If you hate daylight saving time and all the confusion and sleep deprivation it brings, you now have solid data on your side.
A wave of new research is bolstering arguments against changing our clocks twice a year.
The case for daylight saving time has been shaky for a while. The biannual time change was originally implemented to save energy. Yet dozens of studies around the world have found that changing the clocks has either minuscule or non-existent effects on energy use. After Indiana finally implemented daylight saving, something that didn’t happen until 2006, residents actually used more electricity.
Daylight saving time isn’t just a benign relic of the 1970s energy crisis. The latest research suggests the time change can be harmful to our health and cost us money. The effects are most disruptive in the spring and fall, right after the time changes occur. Clocks in the U.S. will spring forward this year on Sunday, March 12, and most of Europe moves to daylight saving time two weeks later. (Remember, set your clocks ahead one hour before bed on Saturday.)
The suffering of the spring time change begins with the loss of an hour of sleep. That might not seem like a big deal, but researchers have found it can be dangerous to mess with sleep schedules. Car accidents, strokes, and heart attacks spike in the days after the March time change. It turns out that judges, sleep deprived by daylight saving, impose harsher sentences.
“Even mild changes to sleep patterns can affect human capital in significant ways,” two Cornell University researchers, Lawrence Jin and Nicolas Ziebarth, wrote last year.
Some of the last defenders of daylight saving time have been a cluster of business groups who assume the change helps stimulate consumer spending.
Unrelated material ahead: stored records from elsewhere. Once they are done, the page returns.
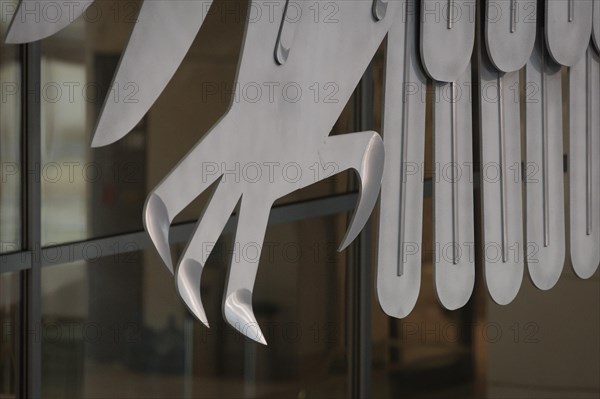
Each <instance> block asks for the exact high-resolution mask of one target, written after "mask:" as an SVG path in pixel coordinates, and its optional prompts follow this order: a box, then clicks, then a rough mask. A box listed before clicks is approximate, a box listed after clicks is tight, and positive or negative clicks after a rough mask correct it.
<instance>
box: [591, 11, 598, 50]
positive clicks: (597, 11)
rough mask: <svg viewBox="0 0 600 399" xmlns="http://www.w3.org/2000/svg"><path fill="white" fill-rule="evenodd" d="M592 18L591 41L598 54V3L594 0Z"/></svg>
mask: <svg viewBox="0 0 600 399" xmlns="http://www.w3.org/2000/svg"><path fill="white" fill-rule="evenodd" d="M593 7H594V16H593V21H592V39H593V41H594V45H595V46H596V50H597V51H599V52H600V2H598V0H594V6H593Z"/></svg>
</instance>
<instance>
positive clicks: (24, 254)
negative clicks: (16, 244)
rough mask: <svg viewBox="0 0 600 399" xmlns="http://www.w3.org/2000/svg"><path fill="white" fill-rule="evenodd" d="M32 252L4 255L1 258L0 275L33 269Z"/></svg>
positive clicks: (0, 263)
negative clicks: (31, 252)
mask: <svg viewBox="0 0 600 399" xmlns="http://www.w3.org/2000/svg"><path fill="white" fill-rule="evenodd" d="M31 260H32V258H31V252H29V251H26V252H17V253H12V254H3V255H2V256H1V257H0V273H10V272H20V271H23V270H27V269H31Z"/></svg>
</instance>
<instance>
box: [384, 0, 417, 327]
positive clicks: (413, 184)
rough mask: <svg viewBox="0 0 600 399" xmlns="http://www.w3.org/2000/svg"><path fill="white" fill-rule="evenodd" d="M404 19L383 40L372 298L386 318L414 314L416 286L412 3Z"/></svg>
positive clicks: (412, 34)
mask: <svg viewBox="0 0 600 399" xmlns="http://www.w3.org/2000/svg"><path fill="white" fill-rule="evenodd" d="M405 4H406V5H405V7H406V8H405V12H406V19H405V20H404V21H397V22H396V23H395V24H394V25H393V26H392V28H391V30H390V32H389V33H388V37H387V50H386V60H385V63H386V67H385V70H386V76H385V97H384V111H383V141H384V144H385V147H386V162H385V168H384V173H383V183H382V188H381V201H380V207H379V209H380V220H379V250H378V262H377V297H378V299H379V304H380V305H381V308H382V309H383V310H384V311H385V313H387V314H388V315H390V316H393V317H398V318H401V317H405V316H406V315H408V314H409V313H410V311H411V310H412V309H413V307H414V305H415V303H416V301H417V297H418V295H419V288H420V285H421V255H422V248H423V247H422V243H421V237H422V224H423V170H422V168H423V162H424V157H425V94H426V86H427V81H426V77H425V75H424V73H423V70H422V67H421V65H420V62H419V58H418V43H417V31H416V29H417V21H416V19H417V16H416V15H415V13H414V12H412V13H411V12H410V10H414V6H415V4H414V1H413V0H410V1H407V2H406V3H405Z"/></svg>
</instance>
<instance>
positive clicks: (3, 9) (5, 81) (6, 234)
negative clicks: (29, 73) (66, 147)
mask: <svg viewBox="0 0 600 399" xmlns="http://www.w3.org/2000/svg"><path fill="white" fill-rule="evenodd" d="M16 4H17V1H16V0H14V1H13V0H9V1H4V0H3V1H2V7H0V37H2V38H4V37H5V36H6V30H7V28H8V22H9V21H10V18H11V16H12V13H11V12H10V10H11V9H13V10H14V7H15V6H16ZM0 85H1V88H2V90H1V93H2V99H1V103H0V253H2V252H12V251H17V250H19V249H20V248H21V224H20V221H21V206H20V203H21V171H20V170H21V166H20V161H21V157H20V149H21V142H20V139H21V91H20V87H21V63H20V62H19V47H18V46H14V45H7V44H4V40H0Z"/></svg>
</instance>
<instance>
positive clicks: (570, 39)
mask: <svg viewBox="0 0 600 399" xmlns="http://www.w3.org/2000/svg"><path fill="white" fill-rule="evenodd" d="M592 15H593V5H592V0H546V43H547V45H548V51H549V53H550V55H551V56H552V58H553V59H554V60H555V61H556V62H558V63H559V64H561V65H565V66H573V65H575V63H577V61H579V59H580V58H581V57H583V55H584V54H585V51H586V49H587V46H588V42H589V40H590V34H591V33H592Z"/></svg>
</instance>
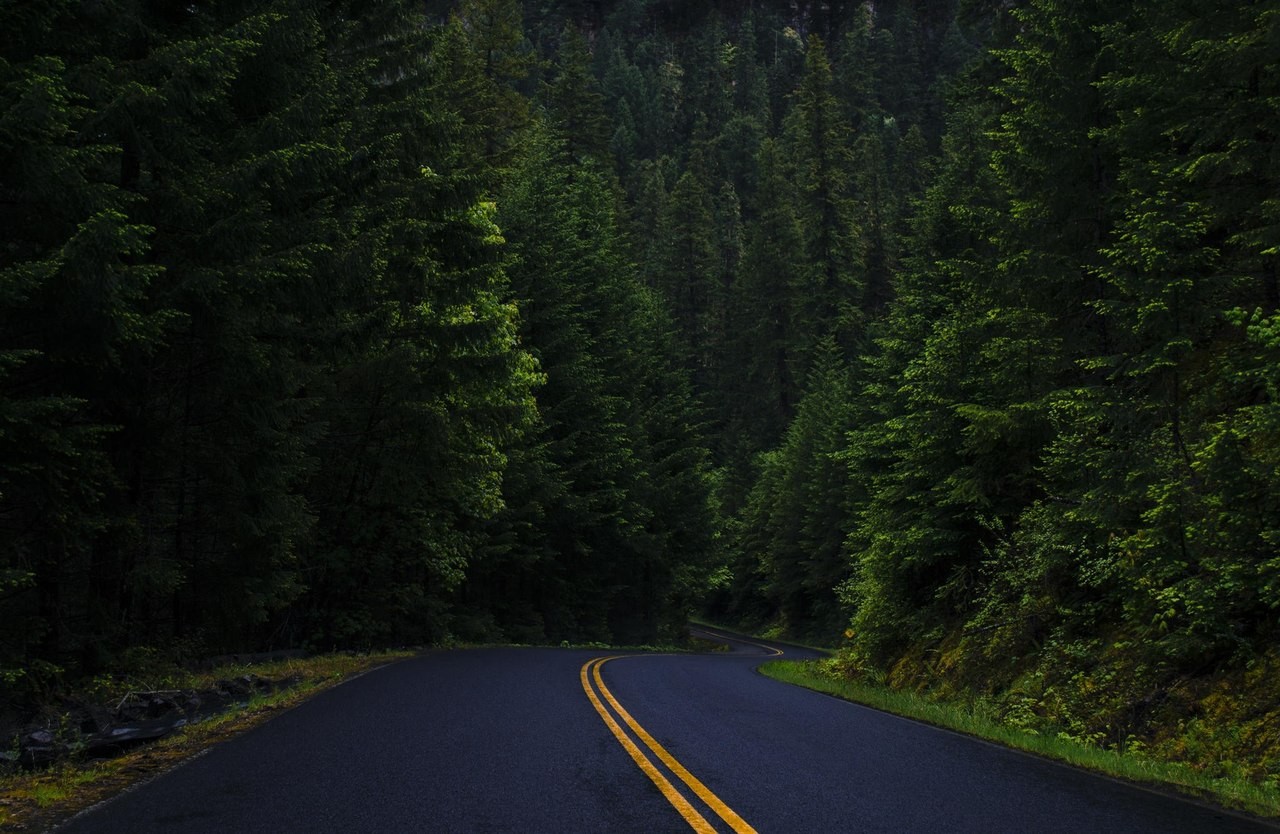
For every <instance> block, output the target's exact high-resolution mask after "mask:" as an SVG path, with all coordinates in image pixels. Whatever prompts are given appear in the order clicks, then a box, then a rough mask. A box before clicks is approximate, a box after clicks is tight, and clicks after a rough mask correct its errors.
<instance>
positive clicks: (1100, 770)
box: [760, 657, 1280, 817]
mask: <svg viewBox="0 0 1280 834" xmlns="http://www.w3.org/2000/svg"><path fill="white" fill-rule="evenodd" d="M760 672H762V673H763V674H765V675H768V677H771V678H773V679H776V681H782V682H785V683H792V684H796V686H801V687H806V688H809V689H815V691H818V692H824V693H827V695H832V696H836V697H838V698H844V700H846V701H852V702H855V704H861V705H864V706H869V707H872V709H877V710H883V711H886V712H892V714H893V715H901V716H904V718H909V719H914V720H918V721H924V723H925V724H932V725H934V727H942V728H946V729H951V730H956V732H959V733H964V734H966V736H974V737H977V738H982V739H986V741H989V742H995V743H998V744H1004V746H1006V747H1012V748H1014V750H1020V751H1025V752H1029V753H1034V755H1037V756H1043V757H1046V759H1053V760H1056V761H1062V762H1066V764H1069V765H1073V766H1076V767H1084V769H1087V770H1092V771H1096V773H1101V774H1105V775H1107V776H1114V778H1117V779H1124V780H1128V782H1135V783H1140V784H1146V785H1153V787H1157V788H1165V789H1171V791H1176V792H1179V793H1183V794H1188V796H1190V797H1194V798H1197V799H1202V801H1208V802H1212V803H1217V805H1221V806H1224V807H1228V808H1234V810H1240V811H1245V812H1249V814H1256V815H1260V816H1266V817H1280V784H1277V783H1276V782H1275V780H1260V779H1257V778H1253V776H1251V775H1249V773H1251V770H1253V769H1251V767H1249V766H1248V765H1247V764H1244V762H1238V761H1231V760H1219V759H1212V757H1208V759H1206V757H1204V756H1192V755H1189V753H1190V751H1192V750H1193V748H1196V747H1197V746H1199V747H1201V748H1204V747H1206V746H1204V744H1203V742H1199V743H1197V739H1198V737H1199V736H1202V734H1203V733H1201V732H1198V730H1197V729H1196V728H1194V727H1189V728H1188V727H1185V725H1184V732H1183V734H1181V738H1180V743H1181V747H1183V750H1184V751H1185V752H1187V753H1188V755H1187V756H1185V757H1184V759H1183V760H1176V761H1175V760H1169V759H1164V757H1162V756H1161V752H1164V751H1162V748H1161V747H1160V746H1151V744H1144V743H1140V742H1139V741H1138V739H1132V741H1130V743H1129V744H1126V746H1124V747H1111V748H1106V747H1102V746H1100V744H1098V743H1092V742H1091V741H1089V739H1084V738H1079V737H1078V736H1075V734H1074V733H1073V730H1071V728H1068V727H1052V725H1050V724H1046V723H1038V724H1034V725H1033V724H1030V723H1018V721H1010V718H1011V716H1010V715H1009V714H1007V711H1005V712H1004V714H1002V711H1001V705H1000V704H998V702H997V701H995V700H991V698H960V697H951V698H938V697H931V696H929V695H925V693H922V692H915V691H910V689H895V688H892V687H888V686H886V684H884V683H883V682H882V681H881V682H877V681H876V679H874V678H868V677H859V675H856V674H850V670H849V669H847V668H846V666H845V664H844V663H842V661H841V660H840V659H838V657H833V659H823V660H772V661H769V663H765V664H764V665H762V666H760Z"/></svg>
That’s not true either, according to recent analysis of 380 million bank and credit-card transactions by the JPMorgan Chase Institute.
The study compared Los Angeles with Phoenix in the 30 days after the March and November time changes. Arizona is a natural test case since it’s one of the two states, along with Hawaii, that doesn’t do daylight saving. In the spring, according to the consumer transaction data, the additional hour of evening daylight in Los Angeles managed to slightly boost card spending per person, compared with that in Phoenix, although by less than 1 percent. That spending uptick is swamped by the negative impact of the November time change, which sees the darkened population of Los Angeles spend 3.5 percent less at local retailers.
After the autumn time change, shoppers made far fewer trips to the store, especially during the week. Grocery stores, discount stores, and other retailers bore the brunt, while restaurants and service businesses were mostly unaffected.
In other words, daylight turns out to be a surprisingly large factor in how often workers stop at stores on their way home from their jobs in the evening. “At the end of the day, it’s either dark or light, and [people are] going to make an impulse decision at that point,” Diana Farrell, president and chief executive of the JPMorgan Chase Institute.
One possible explanation for the sharp spending decline, Farrell said, is that the extra hour of darkness could push more people to shop online rather than in-person. The study looked only at transactions via local retailers.
Daylight saving time may threaten our health, hurt local retailers, and otherwise disrupt our lives. But can anything be done about it?
As Hawaii and Arizona show, the U.S. government gives states a choice as to whether to adopt daylight saving time. But states aren’t currently allowed to switch to daylight saving time year-round. Last year, 19 bills were pending in state legislatures around the U.S. to end the biannual time change, according to the National Conference of State Legislatures. None passed.
Daylight saving is “an example of how sticky policy can be,” Farrell said.
Since the beginning of the year, state legislators have introduced an additional 20 bills on the topic, according to the NCSL. Eleven bills, including proposals in Texas and California, would put states permanently on standard time; nine of the bills aim to make daylight saving time permanent, many of them by urging lawmakers in Washington to change the rules.
That looks unlikely. In a search of bills pending in the Congress this year and last year, none mention daylight saving.